Treatment | Larvae | ||
---|---|---|---|
Live | Dead | Total | |
Acephate | 0.00 a | 0.00 a | 0.00 a |
Spirotetramat | 0.60 ab | 0.00 a | 0.60 a |
Imidacloprid | 0.60 ab | 0.16 ab | 0.76 ab |
Abamectin | 1.88 bc | 0.60 b | 2.48 bc |
Control | 3.04 c | 0.12 ab | 3.16 c |
Averages with the same letters are not significantly different according to the Tukey test (P = 0.05). n = 25.

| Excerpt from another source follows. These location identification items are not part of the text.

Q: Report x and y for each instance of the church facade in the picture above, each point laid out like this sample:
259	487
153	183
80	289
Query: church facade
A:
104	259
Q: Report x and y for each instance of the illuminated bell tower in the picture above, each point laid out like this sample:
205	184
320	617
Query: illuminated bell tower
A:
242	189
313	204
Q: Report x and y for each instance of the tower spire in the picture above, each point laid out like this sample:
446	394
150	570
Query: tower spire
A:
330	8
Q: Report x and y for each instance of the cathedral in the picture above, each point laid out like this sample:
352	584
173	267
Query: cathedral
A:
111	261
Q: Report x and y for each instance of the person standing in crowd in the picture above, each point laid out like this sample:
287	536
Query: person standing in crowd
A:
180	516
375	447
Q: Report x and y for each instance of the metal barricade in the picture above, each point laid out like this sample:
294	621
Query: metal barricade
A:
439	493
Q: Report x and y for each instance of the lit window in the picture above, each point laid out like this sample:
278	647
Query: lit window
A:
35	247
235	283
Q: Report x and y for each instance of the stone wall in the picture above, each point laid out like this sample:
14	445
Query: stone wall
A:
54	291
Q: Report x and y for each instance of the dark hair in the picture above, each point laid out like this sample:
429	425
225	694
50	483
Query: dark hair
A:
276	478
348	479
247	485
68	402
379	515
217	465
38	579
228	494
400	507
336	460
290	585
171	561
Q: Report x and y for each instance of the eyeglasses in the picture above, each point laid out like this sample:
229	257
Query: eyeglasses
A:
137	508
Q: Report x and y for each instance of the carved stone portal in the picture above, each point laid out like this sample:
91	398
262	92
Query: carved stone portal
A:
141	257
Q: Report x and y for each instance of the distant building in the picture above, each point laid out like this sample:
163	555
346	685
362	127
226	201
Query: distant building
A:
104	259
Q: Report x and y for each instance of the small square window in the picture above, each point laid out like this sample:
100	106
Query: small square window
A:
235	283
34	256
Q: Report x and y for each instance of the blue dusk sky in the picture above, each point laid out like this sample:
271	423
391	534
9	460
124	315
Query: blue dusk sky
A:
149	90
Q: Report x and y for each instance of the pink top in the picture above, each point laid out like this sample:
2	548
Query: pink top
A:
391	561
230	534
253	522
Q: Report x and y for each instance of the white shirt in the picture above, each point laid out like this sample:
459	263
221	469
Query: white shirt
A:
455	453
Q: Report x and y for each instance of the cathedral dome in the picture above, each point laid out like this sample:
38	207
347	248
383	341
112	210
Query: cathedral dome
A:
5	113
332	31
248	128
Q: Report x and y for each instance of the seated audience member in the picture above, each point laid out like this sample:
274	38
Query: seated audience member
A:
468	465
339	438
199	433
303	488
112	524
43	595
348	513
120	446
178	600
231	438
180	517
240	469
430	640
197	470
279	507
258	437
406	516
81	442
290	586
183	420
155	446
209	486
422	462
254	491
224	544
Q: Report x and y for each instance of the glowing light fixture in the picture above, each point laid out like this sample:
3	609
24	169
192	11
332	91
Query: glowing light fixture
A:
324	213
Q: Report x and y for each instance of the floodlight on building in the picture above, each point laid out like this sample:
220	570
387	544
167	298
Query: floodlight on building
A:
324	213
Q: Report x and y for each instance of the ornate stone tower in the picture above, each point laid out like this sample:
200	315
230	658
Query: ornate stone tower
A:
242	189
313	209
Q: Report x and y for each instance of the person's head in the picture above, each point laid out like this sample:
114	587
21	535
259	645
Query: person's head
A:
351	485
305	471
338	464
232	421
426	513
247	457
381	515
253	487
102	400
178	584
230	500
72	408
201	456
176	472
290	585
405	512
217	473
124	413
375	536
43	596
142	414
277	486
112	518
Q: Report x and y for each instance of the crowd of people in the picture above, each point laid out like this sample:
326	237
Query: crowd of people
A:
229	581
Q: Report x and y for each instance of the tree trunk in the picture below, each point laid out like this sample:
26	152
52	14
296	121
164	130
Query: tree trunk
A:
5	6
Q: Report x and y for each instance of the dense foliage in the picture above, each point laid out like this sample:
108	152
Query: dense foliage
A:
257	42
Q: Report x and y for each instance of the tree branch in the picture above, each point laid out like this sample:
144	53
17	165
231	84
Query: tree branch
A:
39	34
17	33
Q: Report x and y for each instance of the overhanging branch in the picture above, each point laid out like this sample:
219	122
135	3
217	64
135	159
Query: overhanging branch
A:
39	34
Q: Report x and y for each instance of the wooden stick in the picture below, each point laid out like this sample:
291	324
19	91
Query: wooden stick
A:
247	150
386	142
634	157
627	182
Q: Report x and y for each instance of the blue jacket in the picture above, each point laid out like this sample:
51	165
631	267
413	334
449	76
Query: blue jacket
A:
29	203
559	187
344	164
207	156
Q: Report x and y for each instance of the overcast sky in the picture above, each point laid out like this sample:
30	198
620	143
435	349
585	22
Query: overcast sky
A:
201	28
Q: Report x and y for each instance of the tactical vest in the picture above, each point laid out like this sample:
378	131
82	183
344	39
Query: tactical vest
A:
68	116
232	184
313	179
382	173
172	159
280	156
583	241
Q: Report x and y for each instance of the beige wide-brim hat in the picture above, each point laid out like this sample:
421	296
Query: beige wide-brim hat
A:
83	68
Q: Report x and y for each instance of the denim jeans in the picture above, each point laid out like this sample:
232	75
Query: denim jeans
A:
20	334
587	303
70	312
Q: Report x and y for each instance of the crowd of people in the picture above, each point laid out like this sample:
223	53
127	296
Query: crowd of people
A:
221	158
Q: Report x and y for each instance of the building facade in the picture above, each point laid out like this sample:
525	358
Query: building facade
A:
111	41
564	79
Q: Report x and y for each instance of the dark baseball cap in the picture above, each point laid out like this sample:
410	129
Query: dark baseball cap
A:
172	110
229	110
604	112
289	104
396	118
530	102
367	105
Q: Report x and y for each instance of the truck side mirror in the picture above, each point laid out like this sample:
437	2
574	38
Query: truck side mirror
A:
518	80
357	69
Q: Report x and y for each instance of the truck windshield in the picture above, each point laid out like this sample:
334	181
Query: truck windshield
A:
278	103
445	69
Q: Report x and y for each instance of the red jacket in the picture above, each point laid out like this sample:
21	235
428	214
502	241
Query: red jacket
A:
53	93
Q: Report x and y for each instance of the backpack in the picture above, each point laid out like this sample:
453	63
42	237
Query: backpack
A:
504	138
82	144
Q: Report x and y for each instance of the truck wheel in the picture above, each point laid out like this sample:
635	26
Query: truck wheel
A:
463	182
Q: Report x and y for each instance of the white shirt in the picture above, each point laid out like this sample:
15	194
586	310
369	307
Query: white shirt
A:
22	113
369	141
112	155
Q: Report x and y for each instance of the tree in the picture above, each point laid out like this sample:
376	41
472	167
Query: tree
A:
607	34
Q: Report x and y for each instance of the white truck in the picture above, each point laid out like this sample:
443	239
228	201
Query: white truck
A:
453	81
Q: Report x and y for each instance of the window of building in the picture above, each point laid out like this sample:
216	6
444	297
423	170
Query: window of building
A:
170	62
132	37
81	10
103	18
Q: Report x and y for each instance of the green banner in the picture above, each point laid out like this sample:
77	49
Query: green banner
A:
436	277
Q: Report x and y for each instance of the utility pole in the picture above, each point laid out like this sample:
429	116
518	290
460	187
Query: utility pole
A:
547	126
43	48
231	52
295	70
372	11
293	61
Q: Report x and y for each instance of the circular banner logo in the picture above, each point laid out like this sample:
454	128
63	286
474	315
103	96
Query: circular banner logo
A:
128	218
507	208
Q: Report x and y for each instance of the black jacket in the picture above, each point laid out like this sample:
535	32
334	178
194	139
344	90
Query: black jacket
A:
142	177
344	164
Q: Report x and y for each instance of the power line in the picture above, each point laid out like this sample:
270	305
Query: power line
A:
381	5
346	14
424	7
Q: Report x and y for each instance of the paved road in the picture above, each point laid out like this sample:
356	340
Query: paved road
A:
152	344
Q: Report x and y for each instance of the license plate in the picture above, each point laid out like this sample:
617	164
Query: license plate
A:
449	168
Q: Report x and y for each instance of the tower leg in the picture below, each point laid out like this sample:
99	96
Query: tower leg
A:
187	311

By comparing the obtained results with those reported by Eliason and Potter (2000), it was found that the effect of the two applications on the reduction of the live larvae of A. quercuslaurinus was greater with Acephate, Spirotetramat and Imidacloprid, whereas on C. cornigera, Acephate, Spirotetramat and Abamectin were the effective pesticides. Acephate prevented oviposition, whereas Spirotetramat and Imidacloprid reduced the survival rate of the larvae on the second application. From the obtained results, any of the products can be recommended as an alternative to the control of the larval stage, if applied during the first stages. It can also be assumed that the first application had a greater effect on the eggs, whereas the second had a greater effect on the larvae, with Acephate having the best control. It is important to stress that no dead eggs or larvae were found on the samples treated with Acephate.

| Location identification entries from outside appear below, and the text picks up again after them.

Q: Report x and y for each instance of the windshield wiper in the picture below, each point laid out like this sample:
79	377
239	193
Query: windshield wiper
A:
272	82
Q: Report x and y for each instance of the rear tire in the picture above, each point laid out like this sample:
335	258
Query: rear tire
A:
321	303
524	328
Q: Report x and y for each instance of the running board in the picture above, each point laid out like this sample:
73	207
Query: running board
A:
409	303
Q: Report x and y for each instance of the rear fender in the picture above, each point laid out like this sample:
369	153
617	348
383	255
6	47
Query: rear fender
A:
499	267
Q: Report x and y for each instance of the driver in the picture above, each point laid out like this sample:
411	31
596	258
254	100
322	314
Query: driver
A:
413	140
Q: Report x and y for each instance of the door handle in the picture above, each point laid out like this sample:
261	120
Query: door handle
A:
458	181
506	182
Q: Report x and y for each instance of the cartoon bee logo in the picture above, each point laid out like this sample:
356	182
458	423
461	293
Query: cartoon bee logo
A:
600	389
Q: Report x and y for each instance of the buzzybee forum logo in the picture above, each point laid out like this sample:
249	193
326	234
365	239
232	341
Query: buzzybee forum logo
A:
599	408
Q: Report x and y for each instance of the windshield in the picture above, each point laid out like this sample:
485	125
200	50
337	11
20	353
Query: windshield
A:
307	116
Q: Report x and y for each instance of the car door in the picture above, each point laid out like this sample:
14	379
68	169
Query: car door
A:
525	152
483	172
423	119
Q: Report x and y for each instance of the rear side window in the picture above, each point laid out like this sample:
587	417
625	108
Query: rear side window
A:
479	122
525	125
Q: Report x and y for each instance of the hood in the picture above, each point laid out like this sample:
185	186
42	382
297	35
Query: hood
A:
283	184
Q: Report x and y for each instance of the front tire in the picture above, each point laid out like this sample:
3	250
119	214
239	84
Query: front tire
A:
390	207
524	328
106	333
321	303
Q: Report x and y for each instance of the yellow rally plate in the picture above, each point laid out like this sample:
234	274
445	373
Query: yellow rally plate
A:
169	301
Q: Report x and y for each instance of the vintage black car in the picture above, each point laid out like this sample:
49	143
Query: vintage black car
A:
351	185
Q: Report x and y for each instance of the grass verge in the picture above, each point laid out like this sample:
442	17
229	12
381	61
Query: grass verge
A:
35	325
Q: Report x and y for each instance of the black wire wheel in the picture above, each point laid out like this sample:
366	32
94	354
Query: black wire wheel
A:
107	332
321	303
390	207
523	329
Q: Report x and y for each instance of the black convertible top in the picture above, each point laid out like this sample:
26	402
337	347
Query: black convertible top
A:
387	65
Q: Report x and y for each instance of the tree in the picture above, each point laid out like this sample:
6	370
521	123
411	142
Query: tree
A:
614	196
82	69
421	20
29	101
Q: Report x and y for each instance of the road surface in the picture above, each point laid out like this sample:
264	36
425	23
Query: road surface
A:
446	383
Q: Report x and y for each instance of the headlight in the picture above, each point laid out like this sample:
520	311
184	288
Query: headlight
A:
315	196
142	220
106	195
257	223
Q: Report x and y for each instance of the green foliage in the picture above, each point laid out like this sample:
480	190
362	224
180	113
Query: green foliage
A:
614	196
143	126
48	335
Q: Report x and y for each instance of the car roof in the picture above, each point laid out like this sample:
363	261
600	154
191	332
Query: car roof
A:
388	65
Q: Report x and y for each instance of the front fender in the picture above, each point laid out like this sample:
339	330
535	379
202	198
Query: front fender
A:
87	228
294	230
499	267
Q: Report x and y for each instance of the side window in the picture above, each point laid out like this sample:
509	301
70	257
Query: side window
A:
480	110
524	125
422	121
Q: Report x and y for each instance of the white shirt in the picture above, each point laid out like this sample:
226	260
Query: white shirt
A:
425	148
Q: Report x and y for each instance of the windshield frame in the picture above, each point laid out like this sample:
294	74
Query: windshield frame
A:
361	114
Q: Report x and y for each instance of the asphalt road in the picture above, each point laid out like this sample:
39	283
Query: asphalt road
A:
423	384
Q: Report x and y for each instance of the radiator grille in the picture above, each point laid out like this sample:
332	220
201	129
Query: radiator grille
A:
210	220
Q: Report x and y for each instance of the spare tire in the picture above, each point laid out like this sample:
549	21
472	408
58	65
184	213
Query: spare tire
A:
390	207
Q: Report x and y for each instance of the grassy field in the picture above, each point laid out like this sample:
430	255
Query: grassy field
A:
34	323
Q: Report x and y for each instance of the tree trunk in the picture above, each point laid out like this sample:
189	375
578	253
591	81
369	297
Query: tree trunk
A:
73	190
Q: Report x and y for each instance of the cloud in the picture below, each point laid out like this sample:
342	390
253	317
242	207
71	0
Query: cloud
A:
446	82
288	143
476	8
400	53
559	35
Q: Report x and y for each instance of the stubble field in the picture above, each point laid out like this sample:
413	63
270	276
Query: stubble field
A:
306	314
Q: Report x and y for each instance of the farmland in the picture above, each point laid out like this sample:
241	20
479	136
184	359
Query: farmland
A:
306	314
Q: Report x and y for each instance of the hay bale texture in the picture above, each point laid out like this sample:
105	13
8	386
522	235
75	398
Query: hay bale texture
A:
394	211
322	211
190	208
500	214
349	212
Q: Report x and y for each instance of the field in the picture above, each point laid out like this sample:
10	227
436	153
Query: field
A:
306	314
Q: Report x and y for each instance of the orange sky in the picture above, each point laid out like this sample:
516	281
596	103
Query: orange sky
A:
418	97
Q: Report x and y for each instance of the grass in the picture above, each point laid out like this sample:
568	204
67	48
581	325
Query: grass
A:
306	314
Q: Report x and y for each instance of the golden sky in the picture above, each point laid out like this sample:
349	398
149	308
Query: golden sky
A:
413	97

Eliason and Potter (2000) indicate that the growth of the galls depends on the number of C. cornigera larvae that develop there. According to the aforementioned and with the results of this study, it could be expected that on the treated areas the reduction in the number of eggs and larvae decreases the number and size of the galls, although the reduction could be less than what is expected due to the fact that A. quercuslaurinus individuals can arrive from bordering areas.
Conclusions
The application of combat measures against A. quercuslaurinus can be carried out with systemic pesticides on sexual reproduction. The spraying of Q. affinis foliage with pesticides Acephate, Spirotetramat and Imidacloprid are options to be considered. Acephate prevented oviposition on the treated foliage. On the other hand, Spirotetramat had not been evaluated for the control of Cynipidae, and alongside Imidacloprid resulted to be effective in reducing the survival rate of eggs and larvae.